La risposta è che potrebbe rivelarsi tale se «l’ascesa dei Paesi asiatici» significherà in realtà l’affermazione della Cina, che raggiungerebbe così una posizione dominante nella regione e potrebbe pertanto stringere alleanze anti-occidentali tra le altre nazioni asiatiche. Oppure, se volesse perseguire le sue ambizioni di egemonia, la Cina potrebbe essere tentata di rinfocolare le tensioni militari con i Paesi confinanti, o addirittura mirare a un’espansione territoriale. Poiché l’America, dal 1945 a oggi, ha sempre rappresentato la maggiore potenza militare in quest’area del Pacifico, simili interventi da parte della Cina rischiano di innescare un confronto diretto tra la nuova superpotenza e la vecchia.

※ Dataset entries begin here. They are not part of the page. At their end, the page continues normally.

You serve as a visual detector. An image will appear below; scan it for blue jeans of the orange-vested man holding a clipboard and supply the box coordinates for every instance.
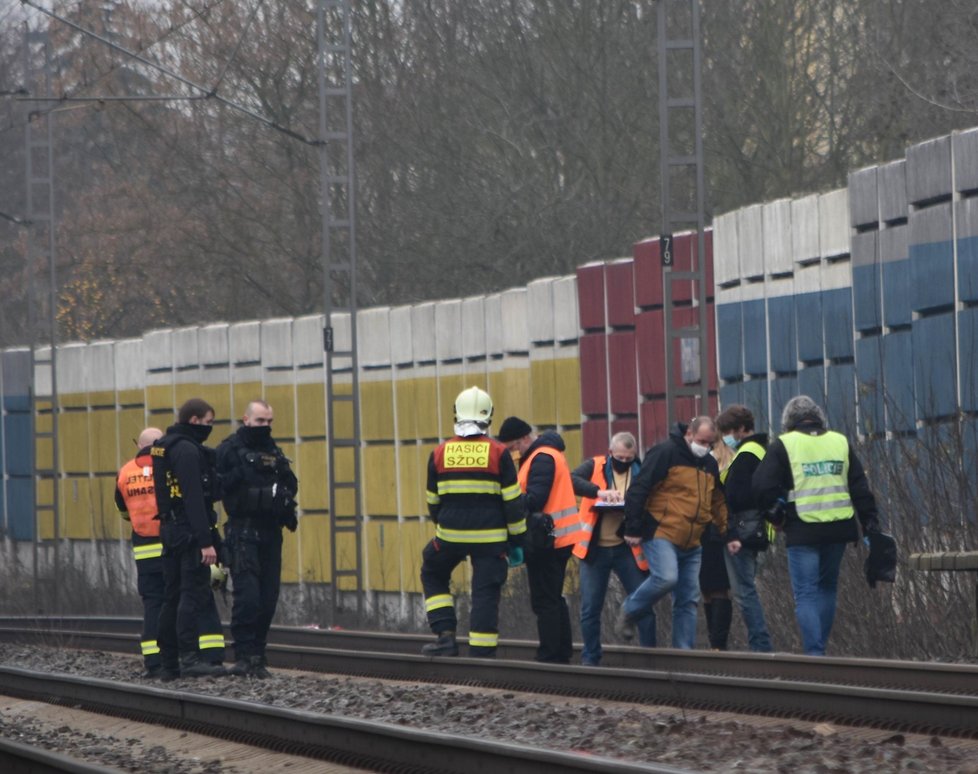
[579,543,655,666]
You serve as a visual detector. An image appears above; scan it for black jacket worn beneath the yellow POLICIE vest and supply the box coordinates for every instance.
[751,424,879,546]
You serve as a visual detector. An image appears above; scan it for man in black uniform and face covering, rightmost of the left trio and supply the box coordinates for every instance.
[217,400,299,678]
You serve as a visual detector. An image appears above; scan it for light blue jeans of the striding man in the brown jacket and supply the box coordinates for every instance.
[622,538,703,650]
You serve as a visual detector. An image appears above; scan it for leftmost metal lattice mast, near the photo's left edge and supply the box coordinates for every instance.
[24,24,61,612]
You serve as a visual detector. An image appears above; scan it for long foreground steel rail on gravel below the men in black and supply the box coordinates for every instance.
[0,667,688,774]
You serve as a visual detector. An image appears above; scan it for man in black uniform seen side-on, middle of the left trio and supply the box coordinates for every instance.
[150,398,226,680]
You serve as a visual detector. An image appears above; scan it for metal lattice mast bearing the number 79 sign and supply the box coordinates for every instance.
[658,0,710,426]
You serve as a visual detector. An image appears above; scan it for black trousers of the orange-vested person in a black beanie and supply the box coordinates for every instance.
[526,546,574,664]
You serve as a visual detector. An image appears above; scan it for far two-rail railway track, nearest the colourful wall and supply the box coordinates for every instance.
[0,618,978,738]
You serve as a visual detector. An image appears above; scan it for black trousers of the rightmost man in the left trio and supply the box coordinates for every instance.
[225,521,282,659]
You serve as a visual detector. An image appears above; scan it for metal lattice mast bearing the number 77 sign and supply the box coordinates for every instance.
[316,0,363,616]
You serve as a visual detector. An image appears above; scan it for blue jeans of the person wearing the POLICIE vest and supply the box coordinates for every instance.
[788,543,846,656]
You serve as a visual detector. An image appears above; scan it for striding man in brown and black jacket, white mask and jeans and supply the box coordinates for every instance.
[615,417,740,650]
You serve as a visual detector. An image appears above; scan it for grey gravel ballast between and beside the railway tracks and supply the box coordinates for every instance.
[0,645,978,774]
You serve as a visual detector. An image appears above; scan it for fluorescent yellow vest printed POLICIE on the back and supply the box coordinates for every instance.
[781,430,854,522]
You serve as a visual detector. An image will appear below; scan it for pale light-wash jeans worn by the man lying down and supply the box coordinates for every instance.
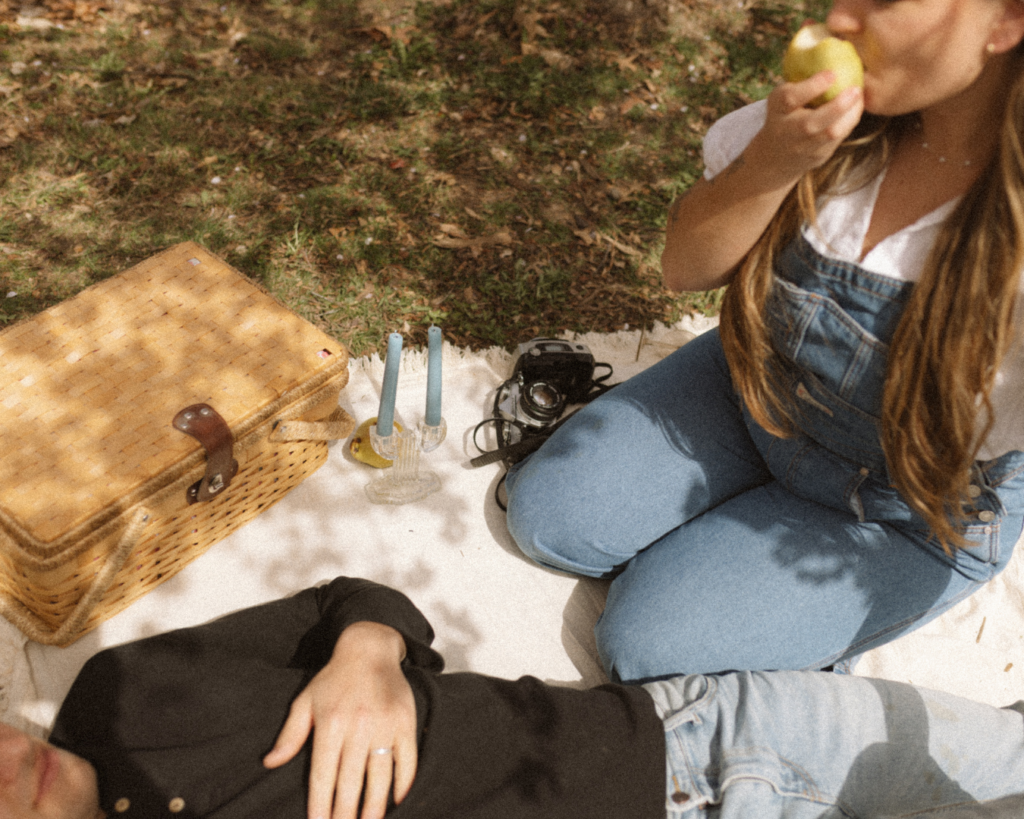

Vero bastione difensivo contro tali pericoli è certamente l’India. Più si rafforza l’India, in termini sia economici che politici, tanto minori saranno le probabilità che la Cina si azzardi a stabilire il suo predominio sull’Asia o a minacciare i suoi vicini. Il rischio di uno scontro con l’India sarebbe troppo grande. Per questo il presidente Bush siglò due importantissimi accordi con il primo ministro indiano Manmohan Singh nel 2005: un programma di cooperazione per la difesa e un accordo per fornire tecnologia e materiali per lo sviluppo dell’energia nucleare a scopi pacifici. Se pensiamo che l’India è stata alleata dell’Urss durante gran parte della Guerra fredda, queste recenti mosse rappresentano un ripensamento strategico fondamentale, su entrambi i versanti.
Barack Obama e Hillary Clinton sono democratici, non repubblicani, e si oppongono pertanto a quasi tutto quello che George Bush ha fatto – a eccezione degli accordi strategici con l’India e dell’approccio ai mutamenti a lungo raggio oggi in corso in Asia. La Clinton questa settimana ha esteso il programma difensivo per consentire e incoraggiare sia la vendita all’India di nuovissimi armamenti americani, sia la ripresa della cooperazione nei rispettivi programmi spaziali. Nulla di tutto ciò rappresenta una minaccia diretta alla Cina, ma la leadership cinese starà certamente sul chi vive.